Kemarau panjang yang menimpa Indonesia khusunya Jawa Timur, berdampak kekeringan dengan sulitnya mencari air minum. Hal ini disebabkan sumur-sumur mengering. Karena berbagai sebab itulah pemerintah berencana membuat hujan buatan. Bagaimana proses atau cara untuk membuat hujan buatan ini ? Sebagian orang mengira bahwa hujan buatan adalah manusia membuat hujan dengan kepandaiannya atau dengan ritual khusus, padahal semua itu salah.

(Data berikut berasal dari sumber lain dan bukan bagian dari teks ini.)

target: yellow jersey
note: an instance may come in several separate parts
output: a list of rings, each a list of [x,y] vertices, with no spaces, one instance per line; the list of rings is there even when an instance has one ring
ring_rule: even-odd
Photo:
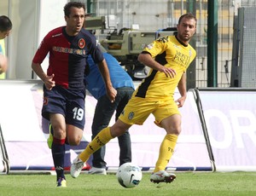
[[[143,53],[149,53],[157,62],[176,72],[176,76],[171,78],[164,72],[150,69],[147,78],[133,94],[133,96],[158,101],[173,96],[182,75],[196,56],[196,51],[192,46],[184,45],[175,36],[166,36],[154,41],[145,47]]]

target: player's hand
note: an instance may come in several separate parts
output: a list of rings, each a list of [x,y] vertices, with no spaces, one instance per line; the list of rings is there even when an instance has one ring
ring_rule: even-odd
[[[52,74],[51,76],[47,76],[44,80],[44,85],[47,89],[52,89],[52,88],[55,86],[55,81],[53,80],[55,74]]]
[[[111,87],[107,89],[107,95],[112,103],[115,101],[116,95],[117,91],[114,88]]]
[[[177,107],[182,107],[184,105],[185,100],[186,100],[185,96],[182,96],[177,100],[176,100],[175,102],[177,103]]]
[[[171,78],[173,78],[176,76],[175,70],[170,67],[161,66],[161,68],[159,71],[164,72],[166,77],[169,77]]]

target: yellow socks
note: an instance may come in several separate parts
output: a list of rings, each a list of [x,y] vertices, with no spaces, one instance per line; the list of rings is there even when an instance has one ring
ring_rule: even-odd
[[[79,159],[86,162],[90,156],[100,147],[108,143],[113,137],[110,134],[110,127],[103,129],[96,137],[87,145],[86,148],[79,154]]]
[[[173,154],[177,140],[177,135],[167,134],[165,136],[160,147],[159,157],[154,172],[166,170],[166,167]]]

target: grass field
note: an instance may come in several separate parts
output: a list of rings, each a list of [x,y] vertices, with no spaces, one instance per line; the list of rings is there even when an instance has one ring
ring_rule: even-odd
[[[177,172],[172,183],[154,184],[149,173],[134,188],[124,188],[115,175],[91,176],[81,174],[73,179],[67,175],[67,187],[55,187],[55,176],[0,175],[1,196],[84,195],[84,196],[162,196],[162,195],[256,195],[254,172]]]

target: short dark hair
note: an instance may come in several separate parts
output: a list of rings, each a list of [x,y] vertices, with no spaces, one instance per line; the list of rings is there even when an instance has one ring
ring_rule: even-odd
[[[13,27],[12,21],[6,15],[0,16],[0,32],[7,32]]]
[[[85,12],[85,5],[84,5],[84,3],[81,3],[81,2],[69,2],[64,6],[64,14],[65,14],[65,16],[67,16],[67,17],[69,16],[70,9],[72,7],[75,7],[75,8],[78,8],[78,9],[83,8],[84,9],[84,12]]]
[[[179,17],[179,20],[178,20],[178,24],[180,24],[181,20],[183,20],[183,18],[186,18],[186,19],[194,19],[195,21],[195,24],[197,22],[197,19],[196,17],[191,14],[191,13],[187,13],[187,14],[183,14],[182,16]]]

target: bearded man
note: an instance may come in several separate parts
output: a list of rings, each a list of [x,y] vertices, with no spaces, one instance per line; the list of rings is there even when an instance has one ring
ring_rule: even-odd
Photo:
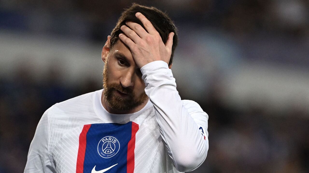
[[[133,4],[103,47],[103,89],[56,103],[39,123],[25,172],[179,172],[208,149],[208,115],[181,100],[170,69],[177,29]]]

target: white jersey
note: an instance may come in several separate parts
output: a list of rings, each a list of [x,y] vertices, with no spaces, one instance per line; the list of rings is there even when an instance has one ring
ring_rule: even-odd
[[[103,90],[56,104],[41,119],[24,172],[179,172],[194,170],[208,149],[208,115],[181,100],[162,61],[141,68],[149,97],[137,112],[114,114]]]

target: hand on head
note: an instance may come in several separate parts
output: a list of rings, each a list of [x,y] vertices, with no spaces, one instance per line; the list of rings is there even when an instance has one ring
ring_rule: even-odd
[[[167,64],[171,54],[173,32],[169,34],[164,44],[159,33],[151,22],[140,13],[135,16],[142,22],[145,30],[140,25],[131,22],[126,22],[121,29],[124,33],[119,38],[130,48],[134,60],[139,68],[155,61],[162,60]]]

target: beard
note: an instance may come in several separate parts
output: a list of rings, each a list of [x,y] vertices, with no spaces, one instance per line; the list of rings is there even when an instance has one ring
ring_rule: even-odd
[[[129,111],[141,105],[148,99],[148,96],[145,92],[137,96],[132,90],[124,87],[121,84],[108,84],[107,62],[106,61],[103,71],[103,94],[108,107],[114,110]],[[117,91],[127,94],[128,96],[124,98],[118,96],[115,94]]]

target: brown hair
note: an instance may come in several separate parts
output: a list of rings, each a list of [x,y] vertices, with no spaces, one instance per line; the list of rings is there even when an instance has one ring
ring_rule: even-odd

Hujan buatan adalah hujan yang dibuat oleh campur tangan manusia dengan
membuat hujan dari bibit-bibit awan yang memiliki kandungan air yang
cukup, memiliki kecepatan angin rendah yaitu sekitar di bawah 20 knot,
serta syarat lainnya. Ujan buatan dibuat dengan menaburkan banyak garam
khusus yang halus dan dicampur bibit / seeding ke awan agar mempercepat
terbentuknya awan jenuh. Untuk menyemai / membentuk hujan deras,
biasanya dibutuhkan garam sebanyak 3 ton yang disemai ke awan potensial
selama 30 hari. Hujan buatan saja bisa gagal dibuat atau jatuh di tempat
yang salah serta memakan biaya yang besar dalam pembuatannya.
Awan yang dijadikan sasaran dalam kegiatan hujan
buatan adalah jenis awan Cumulus (Cu) yang aktif, dicirikan dengan
bentuknya yang seperti bunga kol. Awan Cumulus terjadi karena proses
konveksi.
Awan Cumulus terbagi dalam 3
jenis, yaitu: Strato Cumulus (Sc) yaitu awan Cumulus yang baru tumbuh ;
Cumulus, dan Cumulonimbus (Cb) yaitu awan Cumulus yang sangat besar dan
mungkin terdiri beberapa awan Cumulus yang bergabung menjadi satu.
Jenis awan Cumulus (Cu) yang bentuknya seperti bunga kol, merupakan jenis awan yang dijadikan sebagai sasaran penyemaian dalam kegiatan hujan buatan
Jenis awan Cumulus (Cu) yang bentuknya seperti bunga kol, merupakan jenis awan yang dijadikan sebagai sasaran penyemaian dalam kegiatan hujan buatan
Ada beberapa metode untuk menyemai
bahan semai kedalam awan . Yang paling sering dan biasa dilakukan adalah
menggunakan pesawat terbang. Selain menggunakan pesawat terbang,
modifikasi pesawat terbang juga dapat dilakukan dari darat dengan
menggunakan sistem statis melalui wahana Ground Base Generator (GBG)
pada daerah pegunungan untuk memodifikasi awan-awan orografik dan juga
menggunakan wahana roket yang diluncurkan ke dalam awan.
Di
Indonesia, sejak tahun 1998 BPPT dan PT. INCO bekerja sama dengan
perusahaan dari Amerika memakai metode penyemain awan dengan teknologi flare perak iodida.
Dengan
teknologi ini, pesawat yang dibutuhkan untuk menemai awan tidak perlu
besar, cukup pesawat kecil yang dilengkapi dengan 24 tabung flare perak
iodida yang di pasang di sayap pesawat terbang dan bak peluncur roket.
Setelah
posisi awan, arah dan keepatan angin diketahui pesawat pun menuju awan
potensial dan flare pun mulai dinyalakan dengan mematik listrik otomatis
dari kokpit pesawat. Setelah itu tinggal menunggu hasilnya. Jadi, hujan buatan bukan 100 % buatan manusia tanpa kehendak Allah. Bagiamanapun kepandaian manusia, tak dapat menandingi ciptaan Allah.